1 May 2026 - 7:00am

Political violence in Britain is intensifying. That has long been true, but the situation is now acute. It is manifesting in attacks on synagogues and, most recently, the horrific assault on two Jewish men in Golders Green this week.

The UK’s tiny Jewish community, comprising less than 0.5% of the total population, has every reason to feel afraid. Britons are, after all, living in a culture in which journalists appear to be rationalising attacks on Jewish businesses as a response to deaths in Gaza. This plays into the hands of terrorist organisations.

The implication is that British Jews should expect violent assaults because of a conflict thousands of miles away, over which they have no influence. It even suggests there is a cold logic to this position, as though marches through British cities week after week, by people wearing Hamas headbands and calling for the death of Israeli soldiers, are entirely unconnected.

No matter how angry people are about events in the Middle East, making excuses for violence against Jews is unforgivable. Two men were killed in an attack on a synagogue in Manchester in October last year, and further fatalities were avoided on Wednesday only by the swift intervention of Jewish volunteers and the police. Speaking on Thursday about the Golders Green attack, Prime Minister Keir Starmer said that Jews are “scared to show who they are in their community, scared to go to synagogue and practise their religion”, adding: “If you stand alongside people who say globalise the intifada, you are calling for terrorism against Jews.”

But tolerance for violent antisemitism — and there has been plenty of that on social media in the last two days — disconnects it from a wider phenomenon. When I was writing my book Home Grown, about the link between domestic violence and terrorism, it became clear that violent men actively seek out ideologies as a channel and a “justification” for their extremist impulses.

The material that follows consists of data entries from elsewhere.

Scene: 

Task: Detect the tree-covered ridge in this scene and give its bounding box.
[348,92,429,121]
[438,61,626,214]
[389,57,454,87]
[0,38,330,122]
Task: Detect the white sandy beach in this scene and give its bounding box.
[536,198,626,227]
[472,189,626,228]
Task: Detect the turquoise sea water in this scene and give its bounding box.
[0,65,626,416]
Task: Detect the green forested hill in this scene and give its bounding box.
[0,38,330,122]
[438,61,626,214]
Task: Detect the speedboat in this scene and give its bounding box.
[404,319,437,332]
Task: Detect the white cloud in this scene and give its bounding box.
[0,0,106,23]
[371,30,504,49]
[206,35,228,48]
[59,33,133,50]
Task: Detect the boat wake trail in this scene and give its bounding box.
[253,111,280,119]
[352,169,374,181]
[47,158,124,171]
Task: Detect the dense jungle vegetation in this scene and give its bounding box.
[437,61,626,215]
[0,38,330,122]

They usually have a history of violence in their own families, terrorising wives and children long before they discover a “cause”. They have often been exposed to violence themselves, witnessing fathers beating mothers. It normalises violence, and they think it’s part of being a man. It’s something Isis understood and played upon, using teams of volunteers to radicalise angry young men — and women in some cases — via the internet. According to Jonathan Hall KC, the UK’s Independent Reviewer of Terrorism Legislation, Iran’s Islamic Revolutionary Guard Corps may be running a similar operation in the UK to encourage attacks on British Jews.

This is a crisis that should be at the top of the Government’s security agenda, namely the existence of a pool of men in Britain who are obsessed with murder, weapons and violent death. Some may also be mentally ill but they are easily susceptible to propaganda, and it’s not hard to see how the pro-Palestinian marches have created a permissive atmosphere for verbal antisemitism and worse.

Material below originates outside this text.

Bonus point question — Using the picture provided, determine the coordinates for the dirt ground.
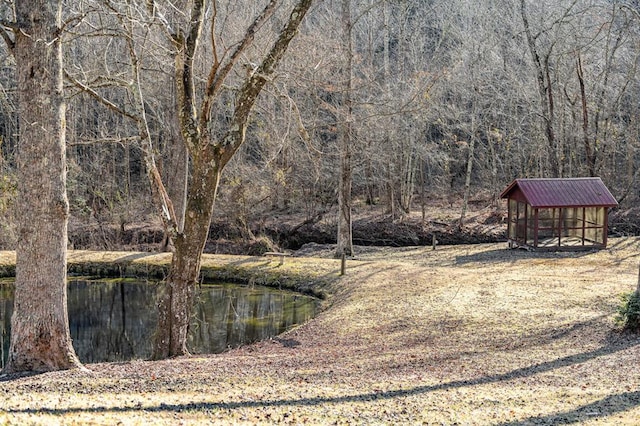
[0,238,640,425]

But it’s part of a much wider problem of violence in this country. Two summers ago, Axel Rudakubana murdered three little girls and injured many others at a dance class in Southport. A year earlier, Valdo Calocane stabbed two students to death and ran over a school caretaker in Nottingham. In 2020, Danyal Hussein savagely attacked and killed two sisters at a park in north London. Essa Suleiman, the man arrested for Wednesday’s attack, was previously jailed for stabbing a policeman and his dog.

Hussein and Rudakubana were referred to the Government’s anti-terrorism programme, Prevent, but were discharged because they were not obviously attached to an ideology. Suleiman was himself referred to Prevent in 2020, before his case was closed later that year.

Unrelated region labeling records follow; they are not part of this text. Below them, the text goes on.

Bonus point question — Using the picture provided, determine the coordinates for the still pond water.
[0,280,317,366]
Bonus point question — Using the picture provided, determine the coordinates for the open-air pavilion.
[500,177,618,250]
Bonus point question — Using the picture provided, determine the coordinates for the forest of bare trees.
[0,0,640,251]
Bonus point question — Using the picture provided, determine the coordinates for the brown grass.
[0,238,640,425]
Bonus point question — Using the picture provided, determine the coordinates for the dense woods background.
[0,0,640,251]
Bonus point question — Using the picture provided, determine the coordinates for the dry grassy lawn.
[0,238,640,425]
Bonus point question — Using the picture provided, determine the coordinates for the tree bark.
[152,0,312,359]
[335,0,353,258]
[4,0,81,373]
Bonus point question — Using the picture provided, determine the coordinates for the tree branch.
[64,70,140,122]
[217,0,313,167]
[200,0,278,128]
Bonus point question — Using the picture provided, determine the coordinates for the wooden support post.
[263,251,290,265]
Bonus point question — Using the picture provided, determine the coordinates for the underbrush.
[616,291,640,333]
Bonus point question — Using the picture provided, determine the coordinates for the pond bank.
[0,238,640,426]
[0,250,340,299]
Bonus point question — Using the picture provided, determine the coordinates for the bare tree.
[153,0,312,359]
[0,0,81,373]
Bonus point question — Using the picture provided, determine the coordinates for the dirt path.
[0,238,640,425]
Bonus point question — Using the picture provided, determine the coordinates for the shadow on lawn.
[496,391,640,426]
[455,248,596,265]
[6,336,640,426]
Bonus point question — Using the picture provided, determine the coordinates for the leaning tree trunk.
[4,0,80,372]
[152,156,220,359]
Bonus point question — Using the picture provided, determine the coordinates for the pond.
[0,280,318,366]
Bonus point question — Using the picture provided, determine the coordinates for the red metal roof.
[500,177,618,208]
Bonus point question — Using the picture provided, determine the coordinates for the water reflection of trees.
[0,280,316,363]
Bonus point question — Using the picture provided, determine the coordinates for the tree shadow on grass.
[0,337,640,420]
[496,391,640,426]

All this has exposed a gap in the state’s ability to protect its citizens in cases where an individual’s known obsession with violence isn’t linked to Islamism or Right-wing extremism. It has also left a series of institutions struggling to contain the threat posed by young men obsessed with knives, torture and murder.

The underlying problem is the number of men in this country with a propensity for extreme violence. A blinkered willingness to frame it as “ideological” is putting lives at risk. At the moment, ministers must recognise that British Jews are on the front line.


Joan Smith is a novelist and columnist. She was previously Chair of the Mayor of London’s Violence Against Women and Girls Board, and is on the advisory group for Sex Matters. Her book Unfortunately, She Was A Nymphomaniac: A New History of Rome’s Imperial Women was published in November 2024.